Crime is a major concern and many people are choosing to arm themselves for personal protection. The holiday season was a busy one at Thunderbolt Guns with many buyers purchasing a firearm for the very first time.
“The first thing we tell them is you need to get some training. If you are not involved in the gun culture, you haven’t done any shooting—you need serious training especially if you bought the gun for self-defense,” said owner Dick Berman, who also teaches firearms safety training.
Berman says there’s a lot people need to learn before ever handling a gun or the wrong person could get hurt.
“You notice my trigger finger is extended alongside the pistol it is outside the trigger guard and the pistol is pointed in a safe direction.”
Not indexing is just one of the mistakes new gun owners often make. Failing to safety check—and clear the chamber is another.
“If you are going to be doing any kind of practical exercises such as dry fire you don’t even want a single round of ammunition in the room when you are doing the dry fire.”
It’s also important that you store a gun properly.
“But there is a little bit of a dilemma and that dilemma is that when you need to get access to it you need to get access to it really quickly,” Berman said.

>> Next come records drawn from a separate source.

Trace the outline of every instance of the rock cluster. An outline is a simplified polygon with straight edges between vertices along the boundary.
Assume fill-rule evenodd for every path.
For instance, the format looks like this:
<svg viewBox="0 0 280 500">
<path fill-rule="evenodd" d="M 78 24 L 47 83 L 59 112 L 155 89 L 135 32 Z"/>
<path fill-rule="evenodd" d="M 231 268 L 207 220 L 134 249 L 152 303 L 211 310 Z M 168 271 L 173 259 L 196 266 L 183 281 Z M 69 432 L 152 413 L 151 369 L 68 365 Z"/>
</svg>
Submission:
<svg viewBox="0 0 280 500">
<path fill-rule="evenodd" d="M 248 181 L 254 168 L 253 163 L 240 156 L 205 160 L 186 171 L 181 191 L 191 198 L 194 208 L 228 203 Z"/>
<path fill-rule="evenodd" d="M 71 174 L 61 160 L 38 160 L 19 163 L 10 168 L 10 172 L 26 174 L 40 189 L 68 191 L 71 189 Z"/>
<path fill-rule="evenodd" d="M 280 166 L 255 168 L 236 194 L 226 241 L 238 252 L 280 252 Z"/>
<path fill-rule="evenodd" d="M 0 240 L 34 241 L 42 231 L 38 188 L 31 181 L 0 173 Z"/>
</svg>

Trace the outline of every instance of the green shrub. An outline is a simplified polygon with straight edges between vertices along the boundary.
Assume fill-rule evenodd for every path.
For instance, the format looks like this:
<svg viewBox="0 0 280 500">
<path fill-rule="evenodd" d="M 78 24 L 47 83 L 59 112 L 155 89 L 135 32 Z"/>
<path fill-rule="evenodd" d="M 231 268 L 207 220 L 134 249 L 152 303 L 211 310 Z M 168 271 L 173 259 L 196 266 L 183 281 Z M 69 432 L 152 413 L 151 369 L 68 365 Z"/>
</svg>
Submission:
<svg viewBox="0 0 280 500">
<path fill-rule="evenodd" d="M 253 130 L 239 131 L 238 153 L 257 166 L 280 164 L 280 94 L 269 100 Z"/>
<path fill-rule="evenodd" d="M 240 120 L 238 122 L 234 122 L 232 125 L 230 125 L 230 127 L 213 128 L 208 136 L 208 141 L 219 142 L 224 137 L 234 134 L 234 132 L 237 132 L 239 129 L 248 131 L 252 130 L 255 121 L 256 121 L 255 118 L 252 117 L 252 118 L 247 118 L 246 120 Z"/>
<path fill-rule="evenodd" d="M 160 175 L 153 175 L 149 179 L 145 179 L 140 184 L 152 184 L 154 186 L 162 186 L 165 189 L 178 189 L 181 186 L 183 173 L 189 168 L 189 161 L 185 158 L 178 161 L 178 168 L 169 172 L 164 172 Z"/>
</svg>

That’s why Berman recommends a small single gun vault—that can quickly be opened with a card or fingerprint, or a wrist bracelet.
“These confrontations in the real world go down very quickly.”
Repetitive practice is also crucial—so that knowing how to handle the weapon becomes engrained in one’s mind—and Berman says they must also be ready and willing to use it.
“I have a lot of people that will come into the store and their attitude is I really don’t want to shoot anybody, I just want to show the gun to Mr. bad guy and that will scare him away. That’s another urban legend, it’s a pipe dream. You are setting yourself up to have your weapon taken away from you and used against you by Mr. bad guy,” he said.
Most gun shops either offer training or can tell you where you can get it. It's also your responsibility to know local, state, and federal laws that are relevant to you.